Confocal microscopy images testing for cellular localization of truncated SNAT2-AcGFP fusion constructs. (A) SNAT2_WT, (B) SNAT2_{Del C-ter}, and (C) SNAT2_{Del TM11}. Panel (D) shows control, non-transfected cells, and (E) is the bright-field control image, showing that cells were present. The arrows indicate regions of intense cell boundary fluorescence. AcGFP was attached in frame to the N-terminus of SNAT2.

Figure 3. The C-terminal deletion does not interfere with substrate binding

Apparent affinities for the substrate L-alanine of SNAT2_WT (A) and SNAT2_{Del C-ter} (B) were determined by recording substrate-inhibited anion leak currents as a function of [alanine] at 0 mV in the presence of 140 mM intracellular KSCN (SNAT2_{Del C-ter}) and 140 mM extracelluar NaSCN (SNAT2_WT).

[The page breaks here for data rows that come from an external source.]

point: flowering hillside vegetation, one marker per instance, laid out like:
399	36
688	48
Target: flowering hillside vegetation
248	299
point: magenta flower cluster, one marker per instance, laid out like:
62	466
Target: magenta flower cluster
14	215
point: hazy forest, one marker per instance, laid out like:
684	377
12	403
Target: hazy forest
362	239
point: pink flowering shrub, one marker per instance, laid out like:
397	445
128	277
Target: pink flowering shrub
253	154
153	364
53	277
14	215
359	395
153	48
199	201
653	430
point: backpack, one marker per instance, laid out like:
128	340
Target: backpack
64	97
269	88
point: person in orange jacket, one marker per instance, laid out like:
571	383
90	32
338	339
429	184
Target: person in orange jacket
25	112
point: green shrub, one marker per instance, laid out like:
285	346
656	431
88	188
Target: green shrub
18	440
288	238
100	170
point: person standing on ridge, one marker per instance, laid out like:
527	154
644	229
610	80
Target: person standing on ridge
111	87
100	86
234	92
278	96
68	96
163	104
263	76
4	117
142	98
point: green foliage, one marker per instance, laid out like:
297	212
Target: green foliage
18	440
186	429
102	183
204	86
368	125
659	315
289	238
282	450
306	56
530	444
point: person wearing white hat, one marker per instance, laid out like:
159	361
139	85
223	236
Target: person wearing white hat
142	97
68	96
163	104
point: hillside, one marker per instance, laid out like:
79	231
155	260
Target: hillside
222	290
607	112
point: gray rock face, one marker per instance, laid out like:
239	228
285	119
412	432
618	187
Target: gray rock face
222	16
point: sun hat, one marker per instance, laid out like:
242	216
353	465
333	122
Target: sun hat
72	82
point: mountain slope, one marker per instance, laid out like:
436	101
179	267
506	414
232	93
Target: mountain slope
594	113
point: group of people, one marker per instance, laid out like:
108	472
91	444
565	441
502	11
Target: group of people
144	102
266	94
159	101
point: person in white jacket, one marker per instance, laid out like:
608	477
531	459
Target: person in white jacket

Figure 4. The deletion of the C-terminus affects the voltage dependence of substrate transport

I-V relationships of L-alanine-induced transport currents at a concentration of 10 mM for SNAT2_{Del C-ter} (A) and SNAT2_WT (B). C, average current-voltage relationships of alanine-induced transport currents in nontransfected cells (control, open circles), SNAT2_{Del C-ter} (solid squares), and SNAT2_WT (solid triangles).

Figure 5. Deletion of the C-terminus decreases, but does not eliminate anion leak current

Voltage dependence of alanine-sensitive currents mediated by SNAT2_{Del C-ter} (A) and SNAT2_WT (B), in the presence of 140 mM intracelluare KSCN and 140 mM extracellular NaMes. 10 mM L-alanine was applied at t = 0 s, as indicated by the bar. C, current-voltage relationships of 10 mM L-alanine-sensitive currents in nontransfected cells (open circles), SNAT2_{Del C-ter} (up triangles), and SNAT2_WT (squares) expressing cells in the presence of 140 mM intracellular KSCN.

Figure 6. SNAT2_{Del C-ter} retains normal apparent affinity for Na⁺

Whole-cell current recordings were performed with a KSCN-based pipette solution (140 mM) and at 0 mV trans-membrane potential. (A), Comparison of typical leak anion currents induced by the application of 140 mM extracellular Na⁺ among non-transfected cells (control), SNAT2_{Del C-ter}, and SNAT_WT -expressing cells, and indicated by the gray bars. (B), Statistical analysis of average Na⁺-induced currents as the ones shown in (A). (C) and (D) show leak anion currents as a function of extracellular [Na⁺] for SNAT2_{Del C-ter} (C) and SNAT_WT (D), respectively (solid squares, after subtracting the unspecific currents, open circles, determined from non-transfected cells). The open squares in (C) and (D) are results from the original experiments before subtraction of the unspecific leak currents (open circles) determined in non-transfected control cells.

Figure 7. Deletion of TM11 results in a non-functional transporter

(A) Transport currents induced by nontransfected cells, SNAT2_WT- and SNAT2_{Del TM11}-expressing cells at 10 mM of alanine and MeAIB uptake by vector (pBK-CMV (Δ[1098–1300])), SNAT2_{Del C-ter} and SNAT2_WT in transiently transfected HEK293 cells. Transport of [¹⁴C]MeAIB (40 μM) was measured at 1 min in NaMes-containing buffer. (B) Voltage-dependence of transport currents induced by SNAT2_{Del TM11} in the presence of 10 mM of alanine in nontranfected cells (open circles), SNAT2_WT- (squares) and SNAT2_{Del TM11}-expressing cells (triangles). (C) Average current-voltage relationships of anion leak current in the presence of 10 mM of alanine among nontransfected cells (contol, open circles), SNAT2_WT- (squares) and SNAT2_{Del TM11}- expressing cells (triangles). (D) Anion leak currents induced by 140 mM of extracellular Na⁺. The open triangles (SNAT2_WT) and open circles (SNAT2_{Del TM11}) are the currents from original experiments before subtraction of the unspecific leak currents (open squares, control, nontransfected cells). The solid circles are the anion leak currents induced by SNAT2_{Del TM11} after subtracting the unspecific currents (open circles). The inset shows the truncation site.